Polyphasic Sleep Schedule Pros

Consider some of the benefits of adjusting your sleep schedule.

  • Reduced time spent sleeping may give the opportunity for increased productivity
  • May meet sleep needs if total sleep obtained is equivalent to sleep need
  • May reflect some circadian demands (such as the afternoon desire for a nap)
  • May enhance sleep depth (increasing slow-wave sleep) through deprivation
  • Adenosine levels may be reset multiple times per day, possibly enhancing mental clarity
  • It is normal to wake up at the end of a sleep cycle (occurring at about two-hour intervals), and it may be tempting to get up then
  • May help to accommodate atypical circadian patterns or work-life demands (including delayed sleep phase syndrome or shift work sleep disorder)
  • More likely to have lucid dreaming due to REM sleep fragmentation (but it also may potentiate sleep paralysis and other mixed states of consciousness leading to sleep behaviors)
  • It is possible to subsist on sleep deprivation (just as the body can survive with minimal calories)

Polyphasic Sleep Schedule Cons

Unfortunately, there are many potential drawbacks and cons of following a polyphasic sleep schedule.

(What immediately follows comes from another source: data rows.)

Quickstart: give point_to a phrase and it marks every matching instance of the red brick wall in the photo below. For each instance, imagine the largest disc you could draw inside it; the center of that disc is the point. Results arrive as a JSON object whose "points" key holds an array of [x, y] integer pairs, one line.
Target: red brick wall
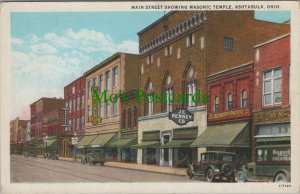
{"points": [[272, 55]]}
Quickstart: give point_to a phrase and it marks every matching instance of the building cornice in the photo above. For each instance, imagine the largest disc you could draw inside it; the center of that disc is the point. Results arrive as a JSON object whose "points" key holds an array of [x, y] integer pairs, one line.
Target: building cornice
{"points": [[186, 26]]}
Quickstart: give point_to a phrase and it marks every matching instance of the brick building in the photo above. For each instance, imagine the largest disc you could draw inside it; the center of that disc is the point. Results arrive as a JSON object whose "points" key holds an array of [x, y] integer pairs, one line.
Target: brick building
{"points": [[229, 109], [46, 122], [178, 51], [271, 103], [115, 75], [18, 129], [74, 95]]}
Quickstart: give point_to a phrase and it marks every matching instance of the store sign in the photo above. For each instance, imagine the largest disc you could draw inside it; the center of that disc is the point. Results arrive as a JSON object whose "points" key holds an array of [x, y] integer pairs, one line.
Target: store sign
{"points": [[181, 116], [281, 155]]}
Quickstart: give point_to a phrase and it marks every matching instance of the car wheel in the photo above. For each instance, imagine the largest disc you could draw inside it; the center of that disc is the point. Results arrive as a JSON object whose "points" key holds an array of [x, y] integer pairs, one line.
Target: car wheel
{"points": [[210, 175], [189, 173], [280, 177], [241, 177]]}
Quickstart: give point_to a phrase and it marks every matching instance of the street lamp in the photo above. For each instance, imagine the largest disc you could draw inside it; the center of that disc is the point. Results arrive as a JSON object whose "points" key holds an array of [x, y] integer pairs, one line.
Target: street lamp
{"points": [[46, 149], [74, 143]]}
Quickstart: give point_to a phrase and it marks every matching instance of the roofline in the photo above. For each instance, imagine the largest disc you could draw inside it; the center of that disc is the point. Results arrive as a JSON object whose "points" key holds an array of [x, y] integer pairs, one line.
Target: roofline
{"points": [[106, 61], [272, 40], [244, 64], [155, 23]]}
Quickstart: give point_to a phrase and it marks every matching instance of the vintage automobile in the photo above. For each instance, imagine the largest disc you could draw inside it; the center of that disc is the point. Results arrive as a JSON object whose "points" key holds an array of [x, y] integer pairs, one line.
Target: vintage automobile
{"points": [[93, 157], [213, 164], [272, 164]]}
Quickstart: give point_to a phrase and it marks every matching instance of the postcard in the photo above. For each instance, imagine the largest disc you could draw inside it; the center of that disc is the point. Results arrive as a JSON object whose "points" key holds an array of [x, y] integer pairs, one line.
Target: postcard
{"points": [[150, 97]]}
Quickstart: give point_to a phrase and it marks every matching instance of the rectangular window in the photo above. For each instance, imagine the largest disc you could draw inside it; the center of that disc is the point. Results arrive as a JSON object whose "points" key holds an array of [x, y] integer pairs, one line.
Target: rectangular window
{"points": [[115, 83], [115, 109], [228, 43], [107, 81], [89, 89], [100, 83], [82, 101], [272, 87], [107, 109], [78, 102]]}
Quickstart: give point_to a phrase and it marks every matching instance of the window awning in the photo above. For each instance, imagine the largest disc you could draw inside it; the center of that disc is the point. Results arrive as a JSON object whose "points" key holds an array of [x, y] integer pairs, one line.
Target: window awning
{"points": [[233, 134], [85, 141], [177, 144], [146, 144], [101, 140], [122, 143]]}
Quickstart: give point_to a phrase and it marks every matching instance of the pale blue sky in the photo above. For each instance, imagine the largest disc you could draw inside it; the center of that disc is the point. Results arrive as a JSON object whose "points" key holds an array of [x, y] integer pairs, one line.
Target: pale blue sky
{"points": [[51, 49]]}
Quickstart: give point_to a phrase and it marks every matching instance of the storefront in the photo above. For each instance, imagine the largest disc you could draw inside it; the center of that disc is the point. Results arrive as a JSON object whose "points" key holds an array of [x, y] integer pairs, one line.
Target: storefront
{"points": [[229, 136]]}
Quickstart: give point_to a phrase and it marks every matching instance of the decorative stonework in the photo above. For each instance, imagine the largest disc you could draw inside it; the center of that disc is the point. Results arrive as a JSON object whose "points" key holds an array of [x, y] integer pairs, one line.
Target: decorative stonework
{"points": [[187, 25], [229, 115]]}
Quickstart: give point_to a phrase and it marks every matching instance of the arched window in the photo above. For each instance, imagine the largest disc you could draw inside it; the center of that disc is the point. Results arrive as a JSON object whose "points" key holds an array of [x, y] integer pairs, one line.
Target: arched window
{"points": [[149, 99], [190, 87], [229, 101], [129, 118], [135, 117], [167, 90], [244, 99], [124, 119], [216, 104]]}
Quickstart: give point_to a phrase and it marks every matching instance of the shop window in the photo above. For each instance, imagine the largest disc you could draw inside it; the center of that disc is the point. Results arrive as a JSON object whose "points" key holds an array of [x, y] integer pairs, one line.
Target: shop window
{"points": [[272, 87], [216, 104], [228, 43], [229, 102], [244, 99], [107, 81]]}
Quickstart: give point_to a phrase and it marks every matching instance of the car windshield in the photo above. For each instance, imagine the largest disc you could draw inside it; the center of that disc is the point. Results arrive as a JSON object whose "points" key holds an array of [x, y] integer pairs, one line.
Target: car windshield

  • It may inevitably lead to sleep deprivation if inadequate time is spent sleeping to meet sleep needs (with potentially serious consequences)
  • It may not meet the demands of the sleep drive or circadian alerting signal to optimize the quality of both sleep and wakefulness
  • People are much more cognitively and physically impaired than they realize with a lack of insight into the impairment
  • Among those with a predisposition towards bipolar disorder, it may provoke periods of mania
  • Common side effects include appetite changes, chills, moodiness, constipation, and eye strain
  • It affects hormone release (suppressing growth hormone and impacting thyroid, leptin, and ghrelin hormones), and disturbs heart rate, metabolism, blood pressure, and other circadian patterns
  • It does not reflect the circadian rhythms for most, raising the risk of obesity, heart disease, breast cancer, and increased mortality
  • Society may not accommodate the demands, with negative social impacts including professional and relationship disruption
  • The challenges may include staying awake at night, waking after short periods of sleep, increased caffeine or alcohol dependence, the effects of light and temperature in regulating sleep and wakefulness, and maintaining the routine while feeling poorly

A Word From Verywell

Sleep has an important function for health and well-being. It should not be neglected. When sleep needs are adequately met, most will feel better. If an atypical schedule is required, or selected, sleep needs of seven to nine hours for adults should be met to avoid the perils of sleep deprivation. In all cases, drowsy driving must never be tolerated due to the high potential for a serious accident.

One day, humans may be able to curtail their sleep needs. It may be possible to increase the efficiency of the system. Less sleep may be obtained while waking feeling refreshed with preservation in daytime function. Unfortunately, presently, we still must submit to the limits of our mortal bodies and respect the processes in place to optimize our ability to sleep.